With new Mana Zone + Leviathan + her natural talent + the possibility of combining with Asta’s anti-magic, Noelle could have easily reached that level. It was the perfect moment to show her true potential.
But no.
It all turns out to be a setup that goes nowhere. Noelle doesn’t do anything meaningful in the final battle except attack from a distance for a short time. We never truly see the potential of Leviathan or Noelle fighting at full power alongside Asta. And it hurts even more because we had never seen them properly fight side by side.
Meanwhile, Tabata somehow had time to give Yuno a five-chapter fight against Lucius. And he also had time to reuse Mimosa as a narrative tool for healing Asta for the third time before the final blow.

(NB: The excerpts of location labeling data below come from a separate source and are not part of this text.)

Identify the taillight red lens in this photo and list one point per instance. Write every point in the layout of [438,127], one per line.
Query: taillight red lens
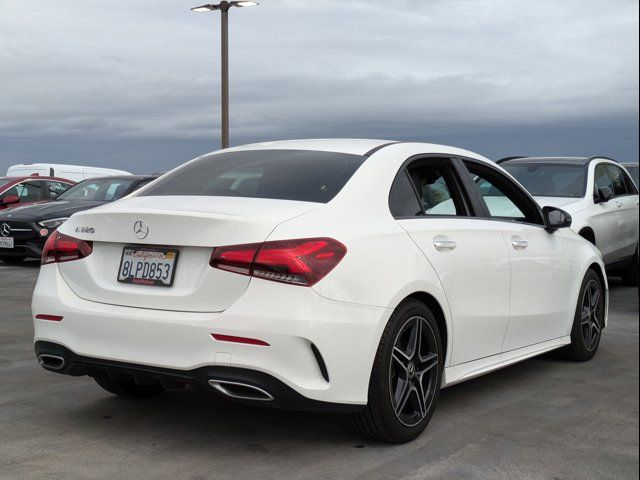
[235,258]
[63,248]
[299,262]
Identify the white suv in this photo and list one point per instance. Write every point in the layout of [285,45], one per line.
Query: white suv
[600,196]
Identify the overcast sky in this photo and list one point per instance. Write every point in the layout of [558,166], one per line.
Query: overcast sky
[135,84]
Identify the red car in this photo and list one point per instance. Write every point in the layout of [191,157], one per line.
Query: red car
[16,191]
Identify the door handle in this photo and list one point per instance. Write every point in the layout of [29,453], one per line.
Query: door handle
[519,244]
[444,244]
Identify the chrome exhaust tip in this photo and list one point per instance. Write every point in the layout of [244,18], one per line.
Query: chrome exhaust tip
[51,362]
[241,391]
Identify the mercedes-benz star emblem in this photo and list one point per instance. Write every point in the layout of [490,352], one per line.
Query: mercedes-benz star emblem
[141,229]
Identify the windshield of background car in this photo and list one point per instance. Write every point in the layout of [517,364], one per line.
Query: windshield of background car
[550,180]
[634,171]
[98,190]
[304,175]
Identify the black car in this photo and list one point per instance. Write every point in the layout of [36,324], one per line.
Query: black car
[24,230]
[632,168]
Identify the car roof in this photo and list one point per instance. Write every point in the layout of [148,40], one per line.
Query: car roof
[36,177]
[120,177]
[582,161]
[354,146]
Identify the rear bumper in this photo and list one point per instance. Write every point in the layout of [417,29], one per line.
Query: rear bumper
[303,330]
[279,394]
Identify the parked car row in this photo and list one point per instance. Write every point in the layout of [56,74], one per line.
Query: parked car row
[25,229]
[598,193]
[359,276]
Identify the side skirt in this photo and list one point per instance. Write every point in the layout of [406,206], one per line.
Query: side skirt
[467,371]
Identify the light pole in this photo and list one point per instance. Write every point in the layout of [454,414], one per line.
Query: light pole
[224,10]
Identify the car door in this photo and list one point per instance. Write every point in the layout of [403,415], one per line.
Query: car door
[540,266]
[605,222]
[626,203]
[467,253]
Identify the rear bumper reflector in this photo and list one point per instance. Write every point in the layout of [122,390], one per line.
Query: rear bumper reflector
[231,338]
[51,318]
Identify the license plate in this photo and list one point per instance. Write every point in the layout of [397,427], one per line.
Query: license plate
[148,266]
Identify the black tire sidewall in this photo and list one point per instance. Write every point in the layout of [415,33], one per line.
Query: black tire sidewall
[577,339]
[396,430]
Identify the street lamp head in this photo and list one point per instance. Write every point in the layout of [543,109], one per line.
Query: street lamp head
[223,6]
[205,8]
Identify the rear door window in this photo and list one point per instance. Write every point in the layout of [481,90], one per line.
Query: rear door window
[503,197]
[602,179]
[304,175]
[55,188]
[617,179]
[427,187]
[28,191]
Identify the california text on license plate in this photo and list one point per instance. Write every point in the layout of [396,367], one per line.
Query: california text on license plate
[6,242]
[148,266]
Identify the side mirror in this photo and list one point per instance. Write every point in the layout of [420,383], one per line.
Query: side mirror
[604,195]
[10,200]
[555,218]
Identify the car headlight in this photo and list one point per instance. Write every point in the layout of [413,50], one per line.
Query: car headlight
[53,223]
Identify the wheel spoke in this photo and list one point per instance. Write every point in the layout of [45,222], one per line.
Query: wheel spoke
[421,397]
[401,396]
[415,339]
[595,297]
[400,359]
[427,363]
[586,315]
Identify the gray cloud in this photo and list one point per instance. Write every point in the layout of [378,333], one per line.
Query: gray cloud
[83,74]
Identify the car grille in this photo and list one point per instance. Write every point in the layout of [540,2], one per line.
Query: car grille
[19,230]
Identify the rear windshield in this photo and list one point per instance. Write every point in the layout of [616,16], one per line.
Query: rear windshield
[304,175]
[98,190]
[550,180]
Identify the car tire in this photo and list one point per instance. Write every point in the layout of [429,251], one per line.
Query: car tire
[405,380]
[11,260]
[127,388]
[588,321]
[630,273]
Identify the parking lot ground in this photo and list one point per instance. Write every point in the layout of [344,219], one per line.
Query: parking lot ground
[542,419]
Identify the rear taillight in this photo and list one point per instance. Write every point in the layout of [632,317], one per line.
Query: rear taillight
[63,248]
[299,262]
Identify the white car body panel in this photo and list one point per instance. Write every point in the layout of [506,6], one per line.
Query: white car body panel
[77,173]
[490,322]
[614,223]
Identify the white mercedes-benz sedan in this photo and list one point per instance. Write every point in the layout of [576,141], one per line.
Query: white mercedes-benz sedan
[351,275]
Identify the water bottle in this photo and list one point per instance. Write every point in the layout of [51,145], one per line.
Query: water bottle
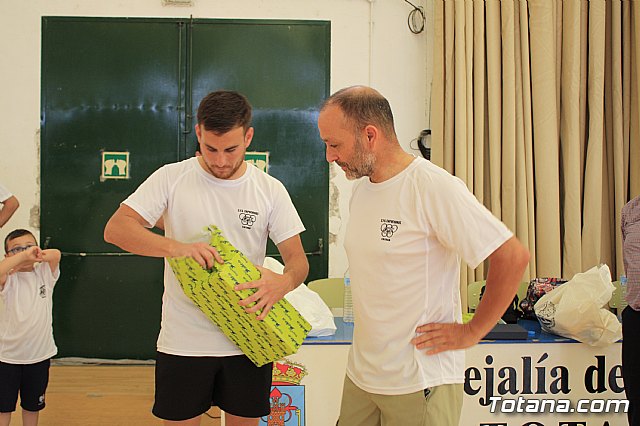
[347,310]
[623,296]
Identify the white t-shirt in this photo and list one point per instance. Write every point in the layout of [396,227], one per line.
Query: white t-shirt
[26,321]
[247,210]
[404,241]
[4,194]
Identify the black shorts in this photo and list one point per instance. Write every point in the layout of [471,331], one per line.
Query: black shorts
[187,387]
[30,380]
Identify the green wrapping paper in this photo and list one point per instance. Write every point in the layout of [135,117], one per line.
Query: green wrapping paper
[280,334]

It just doesn’t make sense.
And the more I think about it, the more it reinforces my feeling that there was a fear of giving Noelle too much spotlight, because that would have meant she would dominate popularity polls again. Because clearly, what a crazy idea it would be for the best-developed female character, with one of the most complex growth arcs in the entire series, to also be the most popular.
Final chapter
Honestly, I don’t even want to talk about the final chapter anymore.
It has its beautiful moments, yes, I love seeing Asta as Wizard King and Yami x Charlotte, but the ending feels completely duct-taped together, as if there was a desperate need to finish the series as quickly as possible regardless of whether certain plotlines were properly resolved or not.
Because honestly, and just to be clear, I don’t mind Asta ending up alone. That’s perfectly fine.
I just want to know: why is everyone being acknowledged, everyone getting their moment, everyone getting closure… except Noelle? Why does the most important female character in the entire series, one of the best-developed characters in the whole manga, end up being reduced narratively to an absurd romantic competition with her own cousin over Asta’s affection?
And worse: what for?
Because that dynamic adds nothing to Noelle’s character. It doesn’t make her deeper, it doesn’t develop her relationship with Asta, and it isn’t even a proper romantic conclusion. All it does is diminish her. And honestly, it feels like something taken straight out of a generic ecchi or the fantasy of someone who doesn’t know how to write a woman romantically without reducing her to “the girl fighting for attention.”
And that’s exactly what makes it so frustrating.
Noelle was so much more than that. She was a character built around self-improvement, family rejection, insecurity, emotional growth, and a constant drive to prove her worth. Reducing all of that to a childish romantic competition in the final stretch feels almost disrespectful to everything her character had built over the years.
Because in the end, it feels like the manga stopped treating Noelle as one of its main pillars and started treating her only as “the girl who loves the protagonist.” And for a character as well-written as she was, that’s probably one of the worst decisions made in Black Clover’s ending.
I really hope the anime fixes this, because in that format popularity tends to matter regardless of gender.
Because I love Black Clover. I truly do. I’ve enjoyed this series immensely and I have a huge fondness for it. But precisely because of that, it hurts to see how the final stretch was handled, both for the series as a whole and for one of its most important characters.